Do you know how it came to be locked in the first place?

Maybe there is a place that collects common passwords, by vendor, by erase tool, by malware, ...

I haven't found any authorative list, though. Apparently there is a tool that sets "idrive". There is a wiki page here that sets "Eins": https://www.thomas-krenn.com/en/wiki/SSD_Secure_Erase (and also) https://ata.wiki.kernel.org/index.php/ATA_Secure_Erase

Of course if someone set a random password none of these will work. And if the drive gives you only five tries per power cycle, brute forcing it will take quite a while. Maybe you could automate that process with an USB enclosure (that supports the ATA erase commands, verify with another drive I guess) and a USB controller that has power saving options so you can flip it off and on in software.  And then hope someone set a very short password rather than a long one...

----------

## Jaglover

If I remember correctly I read somewhere some laptops actually 'mate' with drive and to unlock it has to be put back into the very same laptop.

----------

## DingbatCA

I bought 4 of these drives, and 4 work just fine.  This 5th one was a freebie because the electronics dealer could not unlock it.
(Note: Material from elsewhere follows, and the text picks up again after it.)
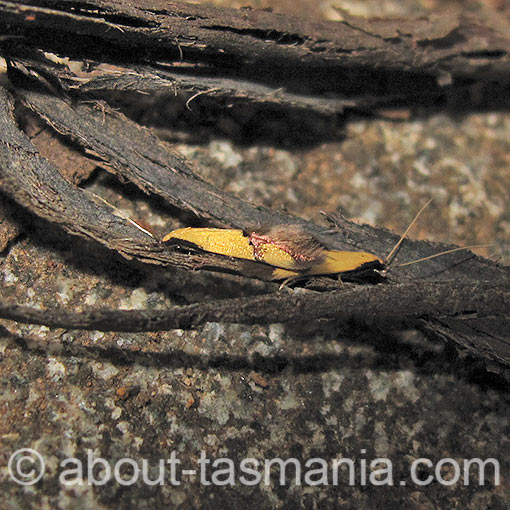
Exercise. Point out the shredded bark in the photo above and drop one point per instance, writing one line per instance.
(460, 297)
It looks like the master password has been changed. I cant find a firmware update in hopes of re-flashing it.  I have tried a few of the old dos tools like victoria, zu, atapwd, but nothing has worked.

Is all hope lost?

----------

## frostschutz

Well, it says "Master password revision code = 65534" which usually means the master password has NOT been changed. As doing so would also change the revision.

Only problem is, that doesn't mean you know whatever the vendor chooses as the master password. This could be completely random (a salted hash based on serial number and you don't know the salt). It's vendor-specific.

In theory the vendor should be able to tell you the master password if you tell them everything there is to tell about your drive (model, serial, etc.) - whether they would be willing to do so is another question...

You could contact a data recovery company and ask them if they are able to unlock, and erase such a locked drive and how much it would cost and whether it would be worth it to you. (Assuming a data recovery company would be able to either obtain this info from the vendor directly under some kind of non-disclosure deal, or made the effort to reverse engineer it). I'd really hate supporting this business model though (same with that unlock software that costs 50 bucks).

There should always be a way to unbrick a drive (at the cost of erasing data) unfortunately this has always been a problematic side of the ata password.

Never use this feature.  :Wink: 

----------

## keet

Hashcat might work for bruteforcing it.

----------

## DingbatCA

Thought about hashcat.  After 3 tries the drive locks it's self.  Needs to be power cycled to unlock it.  No way that I can think of to acquire the encrypted password...

I emailed Toshiba, again, asking specifically for the unlock/master password. We will see.

----------

## DingbatCA

From Toshiba "Toshiba does not have unlock your drive . We do not have unlock code / master password that can unlock your drive."

I have a brick!

----------

## NeddySeagoon

DingbatCA,

Well, that leaves the JTAG interface but it will be a lot of work because it won't be documented.

----------

## DingbatCA

I am not against going in through JTAG/Serial. ;-)

There are some exposed pads on the bottom...

https://www.tweaktown.com/image.php?image=imagescdn.tweaktown.com/content/6/6/6684_04_toshiba_hg6_thnsnj512gcsu_enterprise_ssd_review_full.jpg

If, and it's a big if, I can acquire a console type connection, what would a I do from there? I am guessing/hoping there is some kind of simple command line where I can directly interface with the drive using ata commands?

----------

## NeddySeagoon

DingbatCA,

JTAG is a test interface.

It is serial but it won't give you a console.  

During manufacture, it the way the device is tested and firmware uploaded.

----------

## frostschutz

Last time I tried to do something with JTAG/Serial (recovering a bricked ereader) it was a complete failure so I certainly will be unable to help.

If you find out anything, please keep us updated too.   :Smile: 

----------

## DingbatCA

Pure JTAG is out of my skill set.  I think this is where I throw in the towel.  :-(

----------

## frostschutz

I guess this won't work for an already locked drive either?

https://github.com/Drive-Trust-Alliance/sedutil/blob/master/linux/PSIDRevert_LINUX.txt

https://github.com/Drive-Trust-Alliance/sedutil/wiki/PSID-Revert

Sounds hopeful actually - see if your drive supports it.

----------

## DingbatCA

All hope is lost, or at least for my skill set.  After a ton of googling I found that the extra 4 pins along side the SATA connection are a debug port.  I ordered in a serial TTL adapter and was able to test it out on an old Toshiba laptop drive.  I got a VERY simplistic console.  Then I jacked into the SSD and go nothing.  I also tried a known good SSD, same model, nothing.  I would guess the debug port has changed it's protocol in the last 15 years. ;-)  

End of this adventure...  Locked SSD has been placed on my scrap pile. :-(

----------